"Doors-inspired" movie to explore unanswered questions about Jim Morrison (all one of them)
Say what you will about the music of The Doors—and I know you will—but even the band’s most ardent detractors are usually forced to admit that, for all his pretension and the inflated mythology that’s grown up around him, Jim Morrison had a pretty interesting life story, as rock stars go. The only trouble is, it’s been told far too many times—in Oliver Stone’s mostly-bullshit The Doors, in the now-playing documentary When You’re Strange, in countless TV interviews and magazine articles and biographies both authorized and not, in the hushed whispers of stoners circled around their scratchy vinyl copy of Waiting For The Sun, etc. Really, there’s not much about Morrison that hasn’t already been explored, except that no one seems to agree on exactly how he spent those last gasps in Paris just before he died. (Though conspiracy theories abound.)

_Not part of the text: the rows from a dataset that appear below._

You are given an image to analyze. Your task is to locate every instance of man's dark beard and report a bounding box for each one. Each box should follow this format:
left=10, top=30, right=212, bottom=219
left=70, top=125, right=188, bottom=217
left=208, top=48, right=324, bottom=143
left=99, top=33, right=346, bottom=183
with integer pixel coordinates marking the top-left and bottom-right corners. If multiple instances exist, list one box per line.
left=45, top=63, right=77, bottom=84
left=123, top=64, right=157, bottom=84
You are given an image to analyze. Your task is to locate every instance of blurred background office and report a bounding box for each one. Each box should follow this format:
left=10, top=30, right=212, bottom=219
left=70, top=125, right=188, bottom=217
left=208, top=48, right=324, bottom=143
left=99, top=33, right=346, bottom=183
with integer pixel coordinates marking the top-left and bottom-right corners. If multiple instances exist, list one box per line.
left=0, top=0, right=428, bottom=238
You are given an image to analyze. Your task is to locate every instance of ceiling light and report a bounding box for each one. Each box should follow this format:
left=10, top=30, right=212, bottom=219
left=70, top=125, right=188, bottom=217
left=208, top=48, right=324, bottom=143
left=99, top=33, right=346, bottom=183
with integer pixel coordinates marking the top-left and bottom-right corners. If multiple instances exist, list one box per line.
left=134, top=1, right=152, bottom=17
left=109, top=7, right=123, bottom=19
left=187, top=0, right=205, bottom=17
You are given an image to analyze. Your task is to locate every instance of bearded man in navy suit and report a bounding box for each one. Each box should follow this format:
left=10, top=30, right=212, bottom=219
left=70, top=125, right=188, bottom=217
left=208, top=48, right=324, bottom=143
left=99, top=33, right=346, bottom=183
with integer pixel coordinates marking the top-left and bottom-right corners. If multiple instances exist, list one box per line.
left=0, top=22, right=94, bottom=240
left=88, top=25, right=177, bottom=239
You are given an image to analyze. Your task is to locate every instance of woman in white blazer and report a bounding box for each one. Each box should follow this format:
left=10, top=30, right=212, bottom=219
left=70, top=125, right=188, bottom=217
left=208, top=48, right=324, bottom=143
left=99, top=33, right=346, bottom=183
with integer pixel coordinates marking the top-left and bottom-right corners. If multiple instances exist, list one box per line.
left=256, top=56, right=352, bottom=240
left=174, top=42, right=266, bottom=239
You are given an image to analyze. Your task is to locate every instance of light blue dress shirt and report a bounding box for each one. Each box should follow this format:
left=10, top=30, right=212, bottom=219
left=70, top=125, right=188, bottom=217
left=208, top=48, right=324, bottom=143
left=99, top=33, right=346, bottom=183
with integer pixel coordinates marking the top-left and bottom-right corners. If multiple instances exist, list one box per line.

It’s that sort-of mystery that writer-director Robert Saitzyk plans to explore in The Last Beat, described as the account of “a famous American rock star in the early ’70s, as he navigates his relationships with two women in Paris—a glamorous French Countess named Clemence and his California ’soulmate,’ Valerie Eason.” But don’t expect to hear The Doors on the soundtrack or yet another voiceover reading of “A Feast Of Friends”: As Entertainment Weekly takes great pains to point out, this will be a fictionalized movie “inspired by” Morrison’s story, not unlike Gus Van Sant’s this-is-totally-not-Kurt-Cobain-but-it's-clearly-Kurt-Cobain drama, Last Days. The film will reportedly star Shawn Andrews (still probably best known as “Pickford” in Dazed And Confused).